The chili oil adds quite a bit of flavor and is a nice neutral oil that can enhance anything. If you learn how to make it at home you can infuse it with superhots, but if you get it from the restaurant you’ll get what they have. Some are certainly hotter than others, and I’ve had chili oil that makes me hiccup despite growing superhots at home.

The problem is that most Thai places look at someone who asks for Thai hot extra extra spicy and still judges you from a typical European decent consideration of what really hot is, as opposed to someone who likes food hotter than what most southern Thai people like their food. If I’m going to a Thai place that they don’t know me at from several visits, I’ll never get a meal as spicy as I’d like after them, because they think I’ll complain, even after asking for it.
Agreed on all counts, but they are excellent choices for growing your own peppers as they produce so many more peppers, and produce or longer, than super hots. I always include at least one of those plants in my garden every year in addition to the super hots.
I got like a brown thumb. I’ve tried a few times to grow my own and always end up failing.
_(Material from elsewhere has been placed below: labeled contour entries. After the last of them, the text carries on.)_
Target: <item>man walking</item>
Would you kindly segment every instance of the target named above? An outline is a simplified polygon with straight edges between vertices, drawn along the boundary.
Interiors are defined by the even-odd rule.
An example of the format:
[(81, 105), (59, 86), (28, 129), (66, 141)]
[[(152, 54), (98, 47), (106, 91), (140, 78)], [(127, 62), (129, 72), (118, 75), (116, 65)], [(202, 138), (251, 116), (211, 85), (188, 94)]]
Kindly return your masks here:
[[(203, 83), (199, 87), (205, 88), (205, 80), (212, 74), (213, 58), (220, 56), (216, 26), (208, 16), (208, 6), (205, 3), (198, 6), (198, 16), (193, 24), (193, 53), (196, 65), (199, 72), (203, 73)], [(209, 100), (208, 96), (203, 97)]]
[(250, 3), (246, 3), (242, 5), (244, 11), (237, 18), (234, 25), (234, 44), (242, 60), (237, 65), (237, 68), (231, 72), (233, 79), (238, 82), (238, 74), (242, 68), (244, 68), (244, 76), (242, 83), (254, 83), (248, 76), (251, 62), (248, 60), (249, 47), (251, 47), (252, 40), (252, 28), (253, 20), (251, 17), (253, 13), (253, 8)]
I suck at plants.
Thai food in Thailand is nowhere near as spicy as “Thai Spicy” or even “Hot” Thai food in the states, in my experience. Some places I went it approaches or slightly exceeds “Hot”, but on the whole I think the spiciness of Thai food is way overblown.
That’s how I feel about spicy food in Texas. “Texas Spicy Chili” anywhere else in the US is going to be way hotter than what is generally found in Texas.
I usually think Texas anything just means a fuck ton of sugar has been added.

I don’t travel, or do anything. No passport, never been on a plane. Thailand is the one place I want to go, and eat my way from one end to the other.

Maybe sometime in the future when the US sucks less (hopefully). I’m too ashamed to be from here right now to travel abroad.

If that’s what’s holding you back, don’t worry. Thai people are very chill and kind on the whole. Also the economy is very dependent on tourism, so dealing with westerners is part of that. And, the US has not fucked Thailand over anywhere near as much as the surrounding countries (vietnam & cambodia, mostly, but even those folks are extremely gracious). People will appreciate you if you are kind, polite, and try to follow local customs.
That’s nice and I’ll keep it in mind. For now I’m avoiding airports in my own country.
You’ll find yourself explaining whats wrong with Trump more often than explaining that you don’t support America and Americans have exactly zero influence on its actions; when I was there last year, Vietnamese liked him because the only thing they knew about him was the tarriffs on China and the Chinese often thought MAGA just meant develop America, the way China developed itself.